- Born: Elaine Tettemer July 22, 1942 (age 83)
- Known for: Beneficial ownership of 16% of Koch Industries
- Spouse: E. Pierce Marshall ​ ​(m. 1965; died 2006)​
- Children: 2
- Relatives: J. Howard Marshall (father in-law) J. Howard Marshall III (brother in-law)

= Elaine Tettemer Marshall =

American billionaire heiress

Elaine Tettemer Marshall (born July 22, 1942) is an American billionaire heiress. Trusts for the benefit of Marshall and her two sons own the 16% beneficial interest in Koch Industries that were formerly owned by her husband, E. Pierce Marshall, to whom she was married from 1965 until his death in 2006. These shares were previously owned by her father in-law, J. Howard Marshall, who was married to actress Anna Nicole Smith in the last year of his life.

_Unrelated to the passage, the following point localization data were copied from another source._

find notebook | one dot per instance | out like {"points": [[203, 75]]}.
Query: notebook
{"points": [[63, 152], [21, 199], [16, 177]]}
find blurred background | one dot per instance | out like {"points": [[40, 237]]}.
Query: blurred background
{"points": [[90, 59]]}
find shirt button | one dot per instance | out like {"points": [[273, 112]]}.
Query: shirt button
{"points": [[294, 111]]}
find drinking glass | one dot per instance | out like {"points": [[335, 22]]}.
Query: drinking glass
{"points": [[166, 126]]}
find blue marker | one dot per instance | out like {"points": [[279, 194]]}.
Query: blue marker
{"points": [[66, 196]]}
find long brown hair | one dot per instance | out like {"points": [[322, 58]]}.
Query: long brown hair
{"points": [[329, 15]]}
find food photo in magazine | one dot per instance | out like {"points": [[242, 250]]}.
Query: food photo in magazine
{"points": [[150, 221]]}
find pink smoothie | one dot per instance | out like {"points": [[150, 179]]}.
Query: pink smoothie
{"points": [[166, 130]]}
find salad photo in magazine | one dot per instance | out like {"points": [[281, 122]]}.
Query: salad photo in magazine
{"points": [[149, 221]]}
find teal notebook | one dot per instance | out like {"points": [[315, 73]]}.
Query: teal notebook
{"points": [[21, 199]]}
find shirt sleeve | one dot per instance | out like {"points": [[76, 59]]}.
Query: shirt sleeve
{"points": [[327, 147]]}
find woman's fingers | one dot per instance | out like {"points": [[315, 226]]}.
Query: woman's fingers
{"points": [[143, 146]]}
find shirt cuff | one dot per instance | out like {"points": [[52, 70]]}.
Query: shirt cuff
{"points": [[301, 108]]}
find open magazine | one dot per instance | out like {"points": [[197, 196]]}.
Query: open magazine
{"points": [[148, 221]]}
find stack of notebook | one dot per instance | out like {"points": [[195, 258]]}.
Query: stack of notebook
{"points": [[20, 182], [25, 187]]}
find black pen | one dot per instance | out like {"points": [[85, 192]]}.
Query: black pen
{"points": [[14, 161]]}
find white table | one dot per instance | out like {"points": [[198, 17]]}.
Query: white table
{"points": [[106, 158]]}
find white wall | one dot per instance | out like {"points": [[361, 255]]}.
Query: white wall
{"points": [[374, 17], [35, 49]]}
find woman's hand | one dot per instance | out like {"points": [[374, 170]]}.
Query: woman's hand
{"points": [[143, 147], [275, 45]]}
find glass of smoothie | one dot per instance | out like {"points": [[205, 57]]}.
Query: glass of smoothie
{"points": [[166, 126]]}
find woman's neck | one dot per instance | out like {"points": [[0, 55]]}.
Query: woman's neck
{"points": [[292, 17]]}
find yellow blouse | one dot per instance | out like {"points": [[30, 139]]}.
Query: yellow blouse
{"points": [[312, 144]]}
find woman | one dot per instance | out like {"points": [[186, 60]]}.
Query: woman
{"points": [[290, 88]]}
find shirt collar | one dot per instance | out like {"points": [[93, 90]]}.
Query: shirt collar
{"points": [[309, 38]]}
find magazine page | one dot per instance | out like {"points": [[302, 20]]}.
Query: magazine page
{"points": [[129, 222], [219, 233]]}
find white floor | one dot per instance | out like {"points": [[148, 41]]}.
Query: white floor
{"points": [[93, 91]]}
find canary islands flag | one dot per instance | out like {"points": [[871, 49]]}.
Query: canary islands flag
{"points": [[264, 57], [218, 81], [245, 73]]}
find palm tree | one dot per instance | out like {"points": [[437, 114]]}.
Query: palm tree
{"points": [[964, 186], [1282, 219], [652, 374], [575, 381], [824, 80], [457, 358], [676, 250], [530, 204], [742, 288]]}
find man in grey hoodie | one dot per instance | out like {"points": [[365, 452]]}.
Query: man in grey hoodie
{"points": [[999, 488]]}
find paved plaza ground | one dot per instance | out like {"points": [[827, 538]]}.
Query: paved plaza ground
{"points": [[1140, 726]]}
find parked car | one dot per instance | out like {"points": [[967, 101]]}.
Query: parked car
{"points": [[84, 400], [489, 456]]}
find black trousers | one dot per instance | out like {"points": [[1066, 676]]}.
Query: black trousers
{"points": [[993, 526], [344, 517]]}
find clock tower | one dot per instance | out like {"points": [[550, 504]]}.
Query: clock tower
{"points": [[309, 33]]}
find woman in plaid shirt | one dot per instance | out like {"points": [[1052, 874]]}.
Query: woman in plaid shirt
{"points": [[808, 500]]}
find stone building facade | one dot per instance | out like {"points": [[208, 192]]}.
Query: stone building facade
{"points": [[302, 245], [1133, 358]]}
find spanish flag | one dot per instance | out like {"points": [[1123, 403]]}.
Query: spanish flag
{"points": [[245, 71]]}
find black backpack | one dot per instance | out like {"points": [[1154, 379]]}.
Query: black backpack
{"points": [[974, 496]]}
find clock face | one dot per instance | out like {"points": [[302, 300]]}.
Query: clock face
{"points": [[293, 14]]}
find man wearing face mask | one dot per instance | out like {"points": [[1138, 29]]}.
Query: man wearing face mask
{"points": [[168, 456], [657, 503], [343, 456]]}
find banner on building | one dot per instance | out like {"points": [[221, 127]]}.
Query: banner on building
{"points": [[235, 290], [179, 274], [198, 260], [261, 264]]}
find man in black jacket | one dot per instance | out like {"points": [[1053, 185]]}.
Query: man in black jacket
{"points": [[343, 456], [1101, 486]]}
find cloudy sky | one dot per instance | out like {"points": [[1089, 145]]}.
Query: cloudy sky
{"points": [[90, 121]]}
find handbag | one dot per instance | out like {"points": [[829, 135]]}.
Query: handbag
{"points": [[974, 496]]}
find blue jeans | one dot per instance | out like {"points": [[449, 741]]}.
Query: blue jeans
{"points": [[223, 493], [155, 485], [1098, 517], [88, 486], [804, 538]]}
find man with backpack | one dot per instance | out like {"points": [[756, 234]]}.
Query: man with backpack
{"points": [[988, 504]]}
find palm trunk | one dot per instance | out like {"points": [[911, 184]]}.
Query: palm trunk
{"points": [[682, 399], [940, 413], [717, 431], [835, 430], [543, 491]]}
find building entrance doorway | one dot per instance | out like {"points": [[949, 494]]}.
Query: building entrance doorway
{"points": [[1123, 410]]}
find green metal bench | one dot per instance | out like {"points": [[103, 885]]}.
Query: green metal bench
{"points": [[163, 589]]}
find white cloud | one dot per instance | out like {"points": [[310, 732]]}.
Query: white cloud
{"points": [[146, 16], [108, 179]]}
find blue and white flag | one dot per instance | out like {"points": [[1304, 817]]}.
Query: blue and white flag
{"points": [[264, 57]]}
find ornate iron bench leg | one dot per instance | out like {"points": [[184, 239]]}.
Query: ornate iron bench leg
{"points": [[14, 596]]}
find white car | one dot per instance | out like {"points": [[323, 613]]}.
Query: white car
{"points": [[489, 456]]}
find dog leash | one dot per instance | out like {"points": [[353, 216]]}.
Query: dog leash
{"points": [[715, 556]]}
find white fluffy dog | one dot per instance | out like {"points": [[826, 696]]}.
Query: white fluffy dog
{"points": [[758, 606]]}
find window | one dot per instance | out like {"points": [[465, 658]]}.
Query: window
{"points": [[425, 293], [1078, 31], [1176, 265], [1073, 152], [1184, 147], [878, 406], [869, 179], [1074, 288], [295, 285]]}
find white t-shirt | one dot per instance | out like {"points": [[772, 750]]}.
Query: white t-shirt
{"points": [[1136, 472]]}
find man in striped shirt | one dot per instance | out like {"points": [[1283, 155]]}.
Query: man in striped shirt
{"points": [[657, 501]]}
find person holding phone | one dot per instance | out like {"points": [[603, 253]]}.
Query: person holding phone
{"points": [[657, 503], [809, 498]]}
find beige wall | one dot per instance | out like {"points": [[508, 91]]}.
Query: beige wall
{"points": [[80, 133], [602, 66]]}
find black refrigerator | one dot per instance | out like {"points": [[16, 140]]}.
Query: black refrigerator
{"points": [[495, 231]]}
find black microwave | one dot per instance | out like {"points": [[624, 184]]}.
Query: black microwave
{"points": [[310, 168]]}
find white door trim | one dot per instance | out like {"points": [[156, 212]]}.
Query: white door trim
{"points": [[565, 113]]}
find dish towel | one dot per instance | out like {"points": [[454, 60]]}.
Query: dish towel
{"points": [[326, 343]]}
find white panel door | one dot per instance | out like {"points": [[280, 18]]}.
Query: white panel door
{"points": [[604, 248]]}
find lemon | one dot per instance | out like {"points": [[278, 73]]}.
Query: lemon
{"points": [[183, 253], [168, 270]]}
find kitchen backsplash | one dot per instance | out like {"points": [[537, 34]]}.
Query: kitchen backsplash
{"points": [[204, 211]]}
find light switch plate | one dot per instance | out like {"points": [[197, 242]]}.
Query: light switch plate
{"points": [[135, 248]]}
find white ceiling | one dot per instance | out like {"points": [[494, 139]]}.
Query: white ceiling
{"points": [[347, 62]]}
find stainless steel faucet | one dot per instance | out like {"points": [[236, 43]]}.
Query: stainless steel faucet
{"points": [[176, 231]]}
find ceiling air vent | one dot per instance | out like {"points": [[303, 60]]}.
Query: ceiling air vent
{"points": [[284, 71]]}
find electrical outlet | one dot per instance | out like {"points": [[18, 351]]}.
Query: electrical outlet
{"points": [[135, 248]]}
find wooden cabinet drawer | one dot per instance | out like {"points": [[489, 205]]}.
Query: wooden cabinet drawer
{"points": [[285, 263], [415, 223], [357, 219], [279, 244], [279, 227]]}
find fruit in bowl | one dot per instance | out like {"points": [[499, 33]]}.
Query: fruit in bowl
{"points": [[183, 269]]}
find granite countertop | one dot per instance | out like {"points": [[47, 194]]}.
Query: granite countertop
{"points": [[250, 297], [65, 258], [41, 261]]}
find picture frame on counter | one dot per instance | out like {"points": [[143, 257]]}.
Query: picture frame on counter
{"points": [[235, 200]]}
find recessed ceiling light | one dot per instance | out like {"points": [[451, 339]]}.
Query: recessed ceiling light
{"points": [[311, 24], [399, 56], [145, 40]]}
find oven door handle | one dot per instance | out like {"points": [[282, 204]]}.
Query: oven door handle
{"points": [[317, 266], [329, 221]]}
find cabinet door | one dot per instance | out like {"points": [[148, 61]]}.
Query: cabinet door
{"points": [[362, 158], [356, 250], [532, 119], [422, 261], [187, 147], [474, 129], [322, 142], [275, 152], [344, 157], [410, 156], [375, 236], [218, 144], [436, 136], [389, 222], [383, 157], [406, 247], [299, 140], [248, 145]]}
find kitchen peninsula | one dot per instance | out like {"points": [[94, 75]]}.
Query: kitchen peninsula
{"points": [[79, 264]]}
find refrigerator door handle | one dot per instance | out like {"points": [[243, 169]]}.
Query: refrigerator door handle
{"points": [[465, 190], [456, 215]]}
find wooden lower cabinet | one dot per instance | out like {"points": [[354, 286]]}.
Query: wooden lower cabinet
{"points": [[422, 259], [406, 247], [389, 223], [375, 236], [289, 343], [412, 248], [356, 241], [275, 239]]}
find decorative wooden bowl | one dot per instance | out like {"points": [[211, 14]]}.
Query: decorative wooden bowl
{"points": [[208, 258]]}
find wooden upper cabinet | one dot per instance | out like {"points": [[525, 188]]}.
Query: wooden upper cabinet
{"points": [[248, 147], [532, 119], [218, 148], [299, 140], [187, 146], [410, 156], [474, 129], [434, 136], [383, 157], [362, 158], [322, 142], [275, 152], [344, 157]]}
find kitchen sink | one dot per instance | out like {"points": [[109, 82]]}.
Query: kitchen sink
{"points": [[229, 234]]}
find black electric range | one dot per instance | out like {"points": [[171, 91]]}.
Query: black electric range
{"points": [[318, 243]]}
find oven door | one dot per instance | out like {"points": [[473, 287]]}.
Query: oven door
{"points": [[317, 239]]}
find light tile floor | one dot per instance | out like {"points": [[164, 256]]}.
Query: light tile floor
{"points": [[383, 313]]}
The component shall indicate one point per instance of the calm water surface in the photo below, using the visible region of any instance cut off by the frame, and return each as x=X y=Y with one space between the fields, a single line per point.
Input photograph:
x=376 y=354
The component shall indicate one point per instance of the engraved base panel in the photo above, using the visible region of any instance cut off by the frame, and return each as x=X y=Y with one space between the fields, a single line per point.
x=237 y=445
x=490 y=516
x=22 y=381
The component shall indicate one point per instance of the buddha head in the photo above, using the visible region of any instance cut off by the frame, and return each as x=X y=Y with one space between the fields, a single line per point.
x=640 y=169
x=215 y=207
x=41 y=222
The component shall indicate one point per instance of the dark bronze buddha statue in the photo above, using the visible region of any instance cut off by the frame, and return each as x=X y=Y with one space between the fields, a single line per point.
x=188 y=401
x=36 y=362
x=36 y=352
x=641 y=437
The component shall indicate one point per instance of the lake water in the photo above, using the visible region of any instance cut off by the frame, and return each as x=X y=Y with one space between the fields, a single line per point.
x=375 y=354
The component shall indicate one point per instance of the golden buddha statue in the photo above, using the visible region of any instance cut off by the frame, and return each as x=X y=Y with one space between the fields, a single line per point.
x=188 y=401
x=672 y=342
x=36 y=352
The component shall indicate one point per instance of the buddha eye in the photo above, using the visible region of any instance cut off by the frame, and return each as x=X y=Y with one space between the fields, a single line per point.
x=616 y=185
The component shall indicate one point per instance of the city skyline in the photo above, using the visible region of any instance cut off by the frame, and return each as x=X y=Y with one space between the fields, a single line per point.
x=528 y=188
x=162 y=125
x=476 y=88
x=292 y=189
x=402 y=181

Elaine has been a member of the board of directors of Koch Industries since the 2006 death of her husband. As of October 2025, Marshall and her family are worth US$30.9 billion and are ranked 67th in the Forbes ranking of world's billionaires.

== Legal issues ==
After Anna Nicole Smith sued to lay a claim to the estate of J. Howard Marshall, Elaine's father in-law, Elaine was a party in several legal cases including Stern v. Marshall and Marshall v. Marshall. As a trustee and a beneficiary of various family trusts, she was also a defendant in a case, decided in 2014, regarding gift tax due from an indirect gift of shares of Koch Industries by her father in-law to these trusts in 1995.